Claims 3, 6, and 15 are withdrawn from further consideration being drawn to non-elected species.
Rejections
Claim Rejections - 35 USC § 103
The following is a quotation of 35 U.S.C. 103 which forms the basis for all obviousness rejections set forth in this Office action:
A patent for a claimed invention may not be obtained, notwithstanding that the claimed invention is not identically disclosed as set forth in section 102, if the differences between the claimed invention and the prior art are such that the claimed invention as a whole would have been obvious before the effective filing date of the claimed invention to a person having ordinary skill in the art to which the claimed invention pertains. Patentability shall not be negated by the manner in which the invention was made.
The factual inquiries for establishing a background for determining obviousness under 35 U.S.C. 103 are summarized as follows:
1. Determining the scope and contents of the prior art.
2. Ascertaining the differences between the prior art and the claims at issue.
3. Resolving the level of ordinary skill in the pertinent art.
4. Considering objective evidence present in the application indicating obviousness or nonobviousness.
KSR Rationales
The MPEP in section 2143, subsection I gives examples of Rationales for supporting a conclusion of obvious. These rationales are non-exhaustive and include (A) Combining prior art elements according to known methods to yield predictable results; (B) Simple substitution of one known element for another to obtain predictable results; (C) Use of known technique to improve similar devices (methods, or products) in the same way; (D) Applying a known technique to a known device (method, or product) ready for improvement to yield predictable results; (E) “Obvious to try” – choosing from a finite number of identified, predictable solutions, with a reasonable expectation of success; (F) Known work in one field of endeavor may prompt variations of it for use in either the same field or a different one based on design incentives or other market forces if the variations are predictable to one of ordinary skill in the art; (G) Some teaching, suggestion, or motivation in the prior art that would have led one of ordinary skill to modify the prior art reference or to combine prior art reference teachings to arrive at the claimed invention.

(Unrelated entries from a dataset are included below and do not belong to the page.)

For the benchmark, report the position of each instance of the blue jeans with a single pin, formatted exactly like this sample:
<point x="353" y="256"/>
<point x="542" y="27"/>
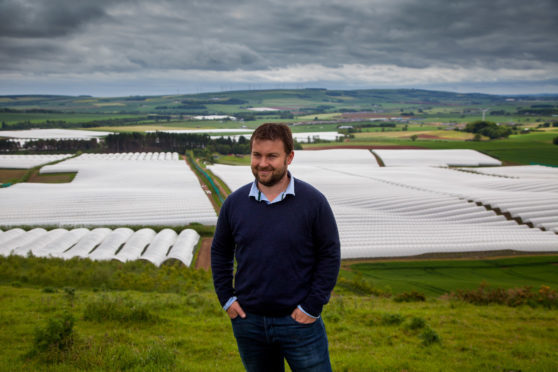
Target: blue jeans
<point x="264" y="342"/>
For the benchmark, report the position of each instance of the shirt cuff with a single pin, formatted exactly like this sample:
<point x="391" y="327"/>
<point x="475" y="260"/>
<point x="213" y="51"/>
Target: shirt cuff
<point x="301" y="309"/>
<point x="229" y="302"/>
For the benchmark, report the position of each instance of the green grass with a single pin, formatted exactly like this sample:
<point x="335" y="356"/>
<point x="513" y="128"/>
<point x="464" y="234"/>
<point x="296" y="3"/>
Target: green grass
<point x="181" y="327"/>
<point x="232" y="159"/>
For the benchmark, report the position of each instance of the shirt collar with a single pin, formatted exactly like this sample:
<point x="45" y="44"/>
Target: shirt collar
<point x="260" y="196"/>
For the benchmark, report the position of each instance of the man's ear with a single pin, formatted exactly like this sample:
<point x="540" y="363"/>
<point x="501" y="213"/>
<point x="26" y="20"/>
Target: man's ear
<point x="290" y="158"/>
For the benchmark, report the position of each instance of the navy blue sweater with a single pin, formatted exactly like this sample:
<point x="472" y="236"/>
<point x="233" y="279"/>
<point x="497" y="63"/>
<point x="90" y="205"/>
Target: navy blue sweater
<point x="287" y="253"/>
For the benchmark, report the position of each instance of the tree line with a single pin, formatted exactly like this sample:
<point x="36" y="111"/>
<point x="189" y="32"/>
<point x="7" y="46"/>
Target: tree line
<point x="133" y="142"/>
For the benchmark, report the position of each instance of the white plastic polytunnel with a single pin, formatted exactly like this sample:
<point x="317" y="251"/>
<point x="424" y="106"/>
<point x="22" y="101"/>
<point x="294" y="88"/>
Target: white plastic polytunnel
<point x="111" y="244"/>
<point x="37" y="244"/>
<point x="11" y="245"/>
<point x="157" y="251"/>
<point x="9" y="235"/>
<point x="103" y="244"/>
<point x="87" y="243"/>
<point x="183" y="248"/>
<point x="56" y="247"/>
<point x="135" y="245"/>
<point x="111" y="189"/>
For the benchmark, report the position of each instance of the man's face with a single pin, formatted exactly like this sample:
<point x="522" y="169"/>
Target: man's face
<point x="269" y="161"/>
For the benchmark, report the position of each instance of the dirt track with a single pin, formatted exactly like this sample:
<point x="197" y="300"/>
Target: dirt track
<point x="204" y="257"/>
<point x="366" y="147"/>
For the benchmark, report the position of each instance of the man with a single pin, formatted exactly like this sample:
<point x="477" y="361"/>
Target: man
<point x="284" y="237"/>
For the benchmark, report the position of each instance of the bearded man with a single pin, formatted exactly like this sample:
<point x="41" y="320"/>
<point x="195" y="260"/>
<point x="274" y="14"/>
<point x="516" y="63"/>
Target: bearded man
<point x="284" y="237"/>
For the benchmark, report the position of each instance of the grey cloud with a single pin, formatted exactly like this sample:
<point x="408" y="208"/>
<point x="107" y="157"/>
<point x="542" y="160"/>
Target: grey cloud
<point x="44" y="19"/>
<point x="38" y="36"/>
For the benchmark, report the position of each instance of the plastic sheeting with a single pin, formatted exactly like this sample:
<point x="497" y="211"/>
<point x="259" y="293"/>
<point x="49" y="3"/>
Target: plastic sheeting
<point x="122" y="244"/>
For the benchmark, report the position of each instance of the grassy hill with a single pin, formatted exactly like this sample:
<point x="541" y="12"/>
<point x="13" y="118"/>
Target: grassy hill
<point x="80" y="315"/>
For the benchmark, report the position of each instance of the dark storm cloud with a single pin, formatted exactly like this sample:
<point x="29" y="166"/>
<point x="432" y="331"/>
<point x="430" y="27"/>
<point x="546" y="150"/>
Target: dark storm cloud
<point x="44" y="19"/>
<point x="68" y="36"/>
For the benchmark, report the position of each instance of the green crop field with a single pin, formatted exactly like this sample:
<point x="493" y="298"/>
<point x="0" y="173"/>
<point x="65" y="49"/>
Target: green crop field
<point x="443" y="276"/>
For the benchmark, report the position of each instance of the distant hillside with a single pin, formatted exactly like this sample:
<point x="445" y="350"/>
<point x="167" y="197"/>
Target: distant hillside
<point x="235" y="101"/>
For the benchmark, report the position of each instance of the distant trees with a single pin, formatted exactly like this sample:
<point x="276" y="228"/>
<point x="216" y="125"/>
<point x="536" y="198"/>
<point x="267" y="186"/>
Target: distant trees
<point x="488" y="129"/>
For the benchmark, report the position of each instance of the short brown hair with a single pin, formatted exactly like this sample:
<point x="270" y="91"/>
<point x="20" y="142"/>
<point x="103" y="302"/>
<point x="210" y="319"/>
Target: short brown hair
<point x="272" y="132"/>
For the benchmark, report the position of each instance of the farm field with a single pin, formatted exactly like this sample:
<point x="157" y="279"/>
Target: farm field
<point x="160" y="326"/>
<point x="111" y="189"/>
<point x="122" y="244"/>
<point x="148" y="314"/>
<point x="412" y="210"/>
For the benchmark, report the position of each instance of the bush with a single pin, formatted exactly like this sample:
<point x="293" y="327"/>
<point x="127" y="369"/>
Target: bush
<point x="429" y="337"/>
<point x="412" y="296"/>
<point x="392" y="319"/>
<point x="117" y="309"/>
<point x="57" y="335"/>
<point x="415" y="323"/>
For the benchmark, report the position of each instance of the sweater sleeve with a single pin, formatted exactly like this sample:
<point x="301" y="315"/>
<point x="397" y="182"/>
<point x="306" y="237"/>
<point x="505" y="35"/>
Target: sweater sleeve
<point x="328" y="259"/>
<point x="222" y="256"/>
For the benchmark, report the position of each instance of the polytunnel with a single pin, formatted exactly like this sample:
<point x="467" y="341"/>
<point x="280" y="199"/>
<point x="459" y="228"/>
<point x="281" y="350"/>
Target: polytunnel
<point x="57" y="246"/>
<point x="183" y="248"/>
<point x="38" y="243"/>
<point x="157" y="251"/>
<point x="87" y="243"/>
<point x="135" y="245"/>
<point x="22" y="240"/>
<point x="111" y="244"/>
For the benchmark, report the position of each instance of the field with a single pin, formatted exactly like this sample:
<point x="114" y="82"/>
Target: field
<point x="75" y="315"/>
<point x="182" y="327"/>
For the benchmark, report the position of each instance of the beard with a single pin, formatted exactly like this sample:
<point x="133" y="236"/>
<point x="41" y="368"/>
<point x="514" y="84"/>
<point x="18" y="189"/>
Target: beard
<point x="273" y="178"/>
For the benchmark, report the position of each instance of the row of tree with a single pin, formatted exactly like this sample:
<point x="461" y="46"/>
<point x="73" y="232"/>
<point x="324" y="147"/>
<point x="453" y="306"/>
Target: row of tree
<point x="133" y="142"/>
<point x="488" y="129"/>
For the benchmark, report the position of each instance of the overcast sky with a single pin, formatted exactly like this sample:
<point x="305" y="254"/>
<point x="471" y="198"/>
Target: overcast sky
<point x="146" y="47"/>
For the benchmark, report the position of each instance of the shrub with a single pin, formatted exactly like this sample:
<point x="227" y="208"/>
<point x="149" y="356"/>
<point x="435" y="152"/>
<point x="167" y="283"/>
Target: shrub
<point x="415" y="323"/>
<point x="412" y="296"/>
<point x="57" y="335"/>
<point x="392" y="319"/>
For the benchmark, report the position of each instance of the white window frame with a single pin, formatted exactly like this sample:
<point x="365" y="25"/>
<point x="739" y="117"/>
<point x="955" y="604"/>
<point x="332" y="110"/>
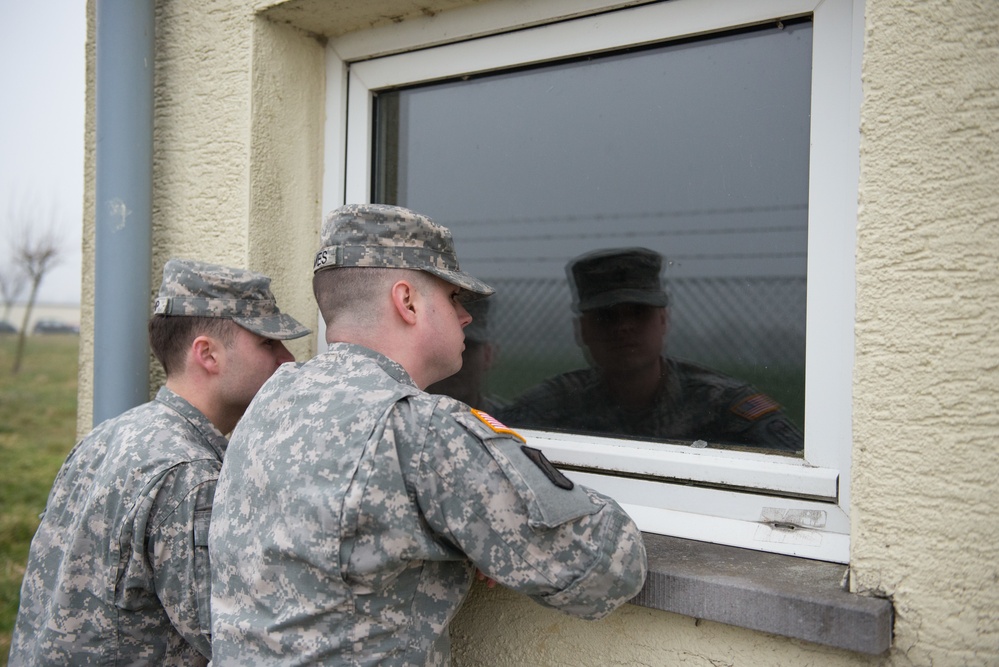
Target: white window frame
<point x="765" y="502"/>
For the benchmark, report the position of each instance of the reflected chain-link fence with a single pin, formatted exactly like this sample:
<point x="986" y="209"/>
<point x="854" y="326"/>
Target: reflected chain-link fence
<point x="750" y="327"/>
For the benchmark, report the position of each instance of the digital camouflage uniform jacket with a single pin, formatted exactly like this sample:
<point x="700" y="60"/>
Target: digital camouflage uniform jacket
<point x="118" y="571"/>
<point x="693" y="403"/>
<point x="354" y="508"/>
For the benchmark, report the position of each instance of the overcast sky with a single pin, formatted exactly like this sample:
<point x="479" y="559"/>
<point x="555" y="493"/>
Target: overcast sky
<point x="43" y="82"/>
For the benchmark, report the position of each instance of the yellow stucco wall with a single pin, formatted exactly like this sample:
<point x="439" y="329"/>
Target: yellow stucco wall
<point x="239" y="113"/>
<point x="925" y="522"/>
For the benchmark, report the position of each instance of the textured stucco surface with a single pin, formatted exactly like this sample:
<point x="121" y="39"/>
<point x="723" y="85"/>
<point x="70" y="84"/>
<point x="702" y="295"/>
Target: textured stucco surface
<point x="925" y="522"/>
<point x="237" y="179"/>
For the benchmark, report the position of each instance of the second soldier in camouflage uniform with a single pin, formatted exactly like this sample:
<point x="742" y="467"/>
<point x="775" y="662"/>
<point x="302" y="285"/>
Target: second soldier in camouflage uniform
<point x="118" y="571"/>
<point x="354" y="508"/>
<point x="632" y="389"/>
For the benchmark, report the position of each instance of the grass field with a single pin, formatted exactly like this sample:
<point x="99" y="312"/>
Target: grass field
<point x="37" y="430"/>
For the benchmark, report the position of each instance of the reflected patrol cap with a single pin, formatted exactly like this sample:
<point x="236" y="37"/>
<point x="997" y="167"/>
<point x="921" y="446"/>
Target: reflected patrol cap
<point x="391" y="237"/>
<point x="199" y="289"/>
<point x="605" y="278"/>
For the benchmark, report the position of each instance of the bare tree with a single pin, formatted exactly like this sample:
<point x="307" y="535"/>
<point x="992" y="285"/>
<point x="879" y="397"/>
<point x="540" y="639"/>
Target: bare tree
<point x="11" y="285"/>
<point x="35" y="249"/>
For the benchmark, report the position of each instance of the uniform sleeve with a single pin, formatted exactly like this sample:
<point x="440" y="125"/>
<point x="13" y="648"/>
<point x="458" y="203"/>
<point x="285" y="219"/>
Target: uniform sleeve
<point x="523" y="523"/>
<point x="178" y="554"/>
<point x="761" y="422"/>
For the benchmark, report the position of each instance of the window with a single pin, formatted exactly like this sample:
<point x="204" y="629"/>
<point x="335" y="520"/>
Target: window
<point x="723" y="138"/>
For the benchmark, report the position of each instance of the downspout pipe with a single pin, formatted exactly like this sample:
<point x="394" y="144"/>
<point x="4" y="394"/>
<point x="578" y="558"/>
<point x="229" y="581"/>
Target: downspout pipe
<point x="124" y="183"/>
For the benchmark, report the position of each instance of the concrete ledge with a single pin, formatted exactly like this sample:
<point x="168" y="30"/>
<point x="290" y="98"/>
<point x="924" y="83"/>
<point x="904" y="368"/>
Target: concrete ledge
<point x="782" y="595"/>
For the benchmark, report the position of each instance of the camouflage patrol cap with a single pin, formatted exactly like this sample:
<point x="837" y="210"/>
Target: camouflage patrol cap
<point x="199" y="289"/>
<point x="380" y="236"/>
<point x="605" y="278"/>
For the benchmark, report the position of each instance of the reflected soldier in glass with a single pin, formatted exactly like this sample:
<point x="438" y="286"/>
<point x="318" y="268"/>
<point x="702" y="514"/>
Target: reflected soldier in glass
<point x="467" y="384"/>
<point x="632" y="388"/>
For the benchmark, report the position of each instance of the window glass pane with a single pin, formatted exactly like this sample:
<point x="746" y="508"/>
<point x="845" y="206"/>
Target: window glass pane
<point x="695" y="152"/>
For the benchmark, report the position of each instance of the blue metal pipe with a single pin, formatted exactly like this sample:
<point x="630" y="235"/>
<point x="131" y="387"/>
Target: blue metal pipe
<point x="124" y="183"/>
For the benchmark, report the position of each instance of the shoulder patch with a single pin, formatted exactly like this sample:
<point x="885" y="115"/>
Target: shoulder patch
<point x="755" y="406"/>
<point x="496" y="425"/>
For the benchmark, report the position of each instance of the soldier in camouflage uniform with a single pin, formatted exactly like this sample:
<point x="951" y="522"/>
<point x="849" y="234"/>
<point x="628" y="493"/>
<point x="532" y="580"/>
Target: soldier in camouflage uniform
<point x="118" y="571"/>
<point x="354" y="508"/>
<point x="631" y="389"/>
<point x="467" y="384"/>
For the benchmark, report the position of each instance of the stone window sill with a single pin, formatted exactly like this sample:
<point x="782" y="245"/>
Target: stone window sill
<point x="783" y="595"/>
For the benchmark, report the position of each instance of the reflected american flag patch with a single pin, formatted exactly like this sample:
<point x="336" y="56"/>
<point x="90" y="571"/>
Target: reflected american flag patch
<point x="755" y="406"/>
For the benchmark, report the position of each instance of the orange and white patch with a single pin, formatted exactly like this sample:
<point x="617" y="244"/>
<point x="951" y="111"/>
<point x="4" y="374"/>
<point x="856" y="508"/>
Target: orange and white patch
<point x="496" y="425"/>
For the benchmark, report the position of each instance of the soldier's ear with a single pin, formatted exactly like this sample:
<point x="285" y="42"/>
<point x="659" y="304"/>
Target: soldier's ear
<point x="204" y="354"/>
<point x="404" y="297"/>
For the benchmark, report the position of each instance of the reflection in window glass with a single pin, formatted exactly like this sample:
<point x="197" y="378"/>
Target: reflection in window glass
<point x="643" y="216"/>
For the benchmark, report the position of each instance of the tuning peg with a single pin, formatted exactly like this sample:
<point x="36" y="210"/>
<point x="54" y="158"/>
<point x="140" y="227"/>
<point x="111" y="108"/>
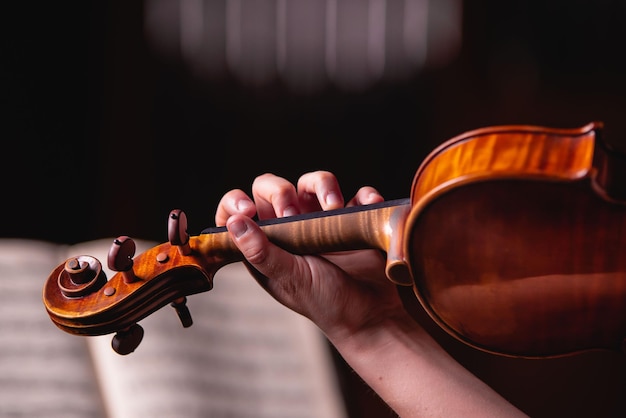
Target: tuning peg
<point x="180" y="305"/>
<point x="177" y="231"/>
<point x="120" y="257"/>
<point x="126" y="341"/>
<point x="80" y="276"/>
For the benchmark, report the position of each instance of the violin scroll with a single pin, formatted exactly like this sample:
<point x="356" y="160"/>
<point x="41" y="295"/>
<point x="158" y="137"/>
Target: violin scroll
<point x="81" y="300"/>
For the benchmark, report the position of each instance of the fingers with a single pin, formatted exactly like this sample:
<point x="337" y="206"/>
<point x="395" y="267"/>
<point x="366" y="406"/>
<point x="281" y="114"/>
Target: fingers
<point x="277" y="197"/>
<point x="234" y="202"/>
<point x="274" y="197"/>
<point x="319" y="190"/>
<point x="266" y="258"/>
<point x="366" y="195"/>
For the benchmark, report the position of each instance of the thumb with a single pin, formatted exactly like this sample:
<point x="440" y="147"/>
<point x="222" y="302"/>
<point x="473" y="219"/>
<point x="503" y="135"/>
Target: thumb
<point x="277" y="267"/>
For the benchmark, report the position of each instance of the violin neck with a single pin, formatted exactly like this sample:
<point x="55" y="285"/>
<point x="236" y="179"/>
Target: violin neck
<point x="375" y="226"/>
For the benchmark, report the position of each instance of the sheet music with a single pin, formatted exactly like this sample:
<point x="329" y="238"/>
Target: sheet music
<point x="245" y="356"/>
<point x="44" y="372"/>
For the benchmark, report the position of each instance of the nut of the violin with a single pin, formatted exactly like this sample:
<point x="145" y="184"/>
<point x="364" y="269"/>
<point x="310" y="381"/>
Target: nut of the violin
<point x="120" y="257"/>
<point x="177" y="231"/>
<point x="180" y="305"/>
<point x="126" y="341"/>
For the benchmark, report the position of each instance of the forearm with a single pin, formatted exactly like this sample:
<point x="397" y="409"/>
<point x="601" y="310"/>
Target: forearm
<point x="415" y="376"/>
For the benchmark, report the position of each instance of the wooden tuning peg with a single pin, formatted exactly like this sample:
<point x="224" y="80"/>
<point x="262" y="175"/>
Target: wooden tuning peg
<point x="177" y="231"/>
<point x="126" y="341"/>
<point x="120" y="257"/>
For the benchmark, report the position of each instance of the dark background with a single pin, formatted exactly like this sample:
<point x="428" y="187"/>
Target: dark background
<point x="103" y="138"/>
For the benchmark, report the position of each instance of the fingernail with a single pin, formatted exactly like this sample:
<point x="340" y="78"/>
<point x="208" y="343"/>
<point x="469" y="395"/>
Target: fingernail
<point x="243" y="205"/>
<point x="290" y="211"/>
<point x="333" y="199"/>
<point x="238" y="228"/>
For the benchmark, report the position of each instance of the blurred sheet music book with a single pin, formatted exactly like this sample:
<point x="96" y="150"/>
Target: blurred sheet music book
<point x="245" y="355"/>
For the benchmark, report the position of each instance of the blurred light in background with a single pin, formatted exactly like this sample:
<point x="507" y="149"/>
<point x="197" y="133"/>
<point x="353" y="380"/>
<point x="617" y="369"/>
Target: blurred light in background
<point x="306" y="44"/>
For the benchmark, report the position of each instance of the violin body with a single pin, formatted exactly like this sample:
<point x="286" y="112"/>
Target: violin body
<point x="514" y="240"/>
<point x="520" y="250"/>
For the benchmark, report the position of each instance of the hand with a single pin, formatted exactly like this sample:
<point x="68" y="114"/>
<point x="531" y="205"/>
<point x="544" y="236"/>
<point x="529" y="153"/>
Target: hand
<point x="343" y="292"/>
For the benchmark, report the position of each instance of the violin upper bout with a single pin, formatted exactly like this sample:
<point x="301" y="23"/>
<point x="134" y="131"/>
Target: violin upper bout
<point x="610" y="172"/>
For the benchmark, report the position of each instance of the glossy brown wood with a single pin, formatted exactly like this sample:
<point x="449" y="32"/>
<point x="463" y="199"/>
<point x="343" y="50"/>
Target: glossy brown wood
<point x="514" y="240"/>
<point x="517" y="250"/>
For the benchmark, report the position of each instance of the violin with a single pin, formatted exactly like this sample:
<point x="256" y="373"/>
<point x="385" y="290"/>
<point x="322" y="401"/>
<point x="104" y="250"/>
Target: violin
<point x="513" y="239"/>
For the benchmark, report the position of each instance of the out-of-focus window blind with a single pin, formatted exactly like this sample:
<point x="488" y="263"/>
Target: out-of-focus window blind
<point x="306" y="44"/>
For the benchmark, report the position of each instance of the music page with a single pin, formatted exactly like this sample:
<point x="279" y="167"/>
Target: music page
<point x="244" y="356"/>
<point x="44" y="372"/>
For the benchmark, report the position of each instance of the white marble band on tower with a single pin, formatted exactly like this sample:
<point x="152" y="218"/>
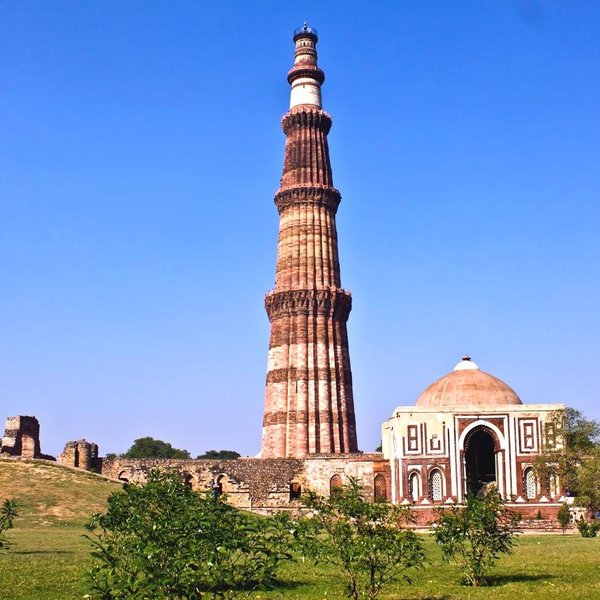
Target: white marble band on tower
<point x="305" y="77"/>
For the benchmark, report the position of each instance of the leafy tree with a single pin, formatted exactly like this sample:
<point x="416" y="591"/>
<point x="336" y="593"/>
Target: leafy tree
<point x="574" y="455"/>
<point x="474" y="535"/>
<point x="588" y="480"/>
<point x="588" y="528"/>
<point x="163" y="541"/>
<point x="7" y="514"/>
<point x="563" y="517"/>
<point x="365" y="539"/>
<point x="220" y="454"/>
<point x="148" y="447"/>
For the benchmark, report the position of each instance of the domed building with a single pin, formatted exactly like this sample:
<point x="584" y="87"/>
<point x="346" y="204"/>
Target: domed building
<point x="466" y="431"/>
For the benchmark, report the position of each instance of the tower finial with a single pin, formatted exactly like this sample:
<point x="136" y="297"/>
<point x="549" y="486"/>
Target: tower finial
<point x="305" y="76"/>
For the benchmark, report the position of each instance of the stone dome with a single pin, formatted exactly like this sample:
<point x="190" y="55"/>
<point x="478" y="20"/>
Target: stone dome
<point x="467" y="386"/>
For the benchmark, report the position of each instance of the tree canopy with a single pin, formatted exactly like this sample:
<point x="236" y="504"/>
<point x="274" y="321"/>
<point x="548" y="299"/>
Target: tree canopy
<point x="220" y="454"/>
<point x="573" y="455"/>
<point x="148" y="447"/>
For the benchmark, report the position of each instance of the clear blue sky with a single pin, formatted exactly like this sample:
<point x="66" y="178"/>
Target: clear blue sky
<point x="140" y="149"/>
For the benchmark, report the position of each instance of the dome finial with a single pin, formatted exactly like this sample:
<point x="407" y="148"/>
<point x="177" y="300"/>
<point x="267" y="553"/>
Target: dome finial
<point x="466" y="364"/>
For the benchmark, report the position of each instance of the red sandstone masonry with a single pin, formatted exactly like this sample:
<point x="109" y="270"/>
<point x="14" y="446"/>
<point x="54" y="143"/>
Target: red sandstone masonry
<point x="309" y="406"/>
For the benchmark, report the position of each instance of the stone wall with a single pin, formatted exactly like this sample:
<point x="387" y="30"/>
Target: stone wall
<point x="22" y="438"/>
<point x="81" y="454"/>
<point x="261" y="485"/>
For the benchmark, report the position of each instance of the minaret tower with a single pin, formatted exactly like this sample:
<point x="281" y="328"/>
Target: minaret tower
<point x="309" y="406"/>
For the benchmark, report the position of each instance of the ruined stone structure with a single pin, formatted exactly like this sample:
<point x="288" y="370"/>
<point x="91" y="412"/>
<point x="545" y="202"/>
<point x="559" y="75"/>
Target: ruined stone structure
<point x="22" y="438"/>
<point x="264" y="485"/>
<point x="466" y="431"/>
<point x="82" y="455"/>
<point x="309" y="407"/>
<point x="309" y="430"/>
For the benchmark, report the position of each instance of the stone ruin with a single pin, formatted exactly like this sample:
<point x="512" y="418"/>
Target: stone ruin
<point x="22" y="438"/>
<point x="82" y="455"/>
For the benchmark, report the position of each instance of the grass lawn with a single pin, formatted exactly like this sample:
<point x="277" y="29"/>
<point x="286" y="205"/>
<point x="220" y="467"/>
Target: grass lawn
<point x="48" y="562"/>
<point x="49" y="557"/>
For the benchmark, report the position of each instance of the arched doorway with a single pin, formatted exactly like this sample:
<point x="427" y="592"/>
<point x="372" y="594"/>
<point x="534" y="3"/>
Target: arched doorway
<point x="380" y="488"/>
<point x="480" y="459"/>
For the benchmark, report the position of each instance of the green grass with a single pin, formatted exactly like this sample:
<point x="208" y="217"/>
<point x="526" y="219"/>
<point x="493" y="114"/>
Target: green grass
<point x="49" y="556"/>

Claim(s) 1-2, 4-5, 7, 9, 12-14, 16, 18, and 75-79 is/are rejected under 35 U.S.C. 103 as being unpatentable over Kaufman (US2018/0296493) in view of Manyikana (Pharm. Dev. Technol. 2016; 21(3), 354-366), Hoogevest (Eur. J. Lipid. Soc. Technol. 2014, 116, 1088-1107),), Ciriminna (Chemistry Central Journal, 2017, 11:22), and Marie (Marie, L., 1991, Handbook of Sweeteners, Springer).
In regards to claims 1, 2, 12-14, 16, 76-77, Kaufmann on p. 15, para. [0237]-[0244] teaches compositions comprising cannabinoids, phospholipids, and lipids. Kaufmann on p. 3, para. [0039] teaches cannabidiol (CBD) as a cannabinoid. Kaufmann on p. 15, para. [0245] teaches a composition comprising CBD.
Kaufmann on p. 13, para. [0199] contemplates the addition of sweeteners where it states “Preferred sweeteners for this disclosure should be natural sweeteners such as…erythritol.” Kaufmann on p. 13, para. [0201] contemplates the addition of flavorings agents.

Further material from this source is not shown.